Preclinical efficacy of multi-targeting mRNA-based CAR T cell therapy in resection models of glioblastoma

Abstract

Traditional viral-based chimeric antigen receptor (CAR) T cell therapies have vanquished multiple blood malignancies with decade-long remissions yet struggle against solid tumors. Nonviral engineering of CAR T cells via electroporation or lipid nanoparticle (LNP) delivery of CAR-encoding mRNA results in highly efficient yet transient CAR expression, challenging the adequacy of available preclinical models for mRNA-based CAR T cell evaluation. This study presents a unique three-pronged approach that combines mRNA-based CAR T cells, multi-targeting of glioblastoma (GBM)-associated receptors, and maximal surgical resection as a novel and readily translatable platform for preclinical evaluation of mRNA-based CAR T cells against solid tumors.
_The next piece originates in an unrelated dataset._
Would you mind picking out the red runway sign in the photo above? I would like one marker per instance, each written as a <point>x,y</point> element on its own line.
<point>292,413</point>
We performed head-to-head in vitro and in vivo analyses of mRNA-based CAR T cells generated using different expansion conditions, mRNA delivery methods, or combination approaches. Besides potent in vitro cytotoxicity, our findings unveil a therapeutic window of anti-tumor efficacy, as well as robust and durable complete remissions in xenograft mouse models of GBM receiving maximal surgical resection and locoregional injections of multivalent CAR T cells (MVCAR). Such efficacies were significantly better in 5-day expanded versus quiescent T cells. Interestingly, MVCAR T cells were superior to pooled CAR T cells (CARPool) expressing the same CAR scFv combinations in an orthotopic resection model of GBM.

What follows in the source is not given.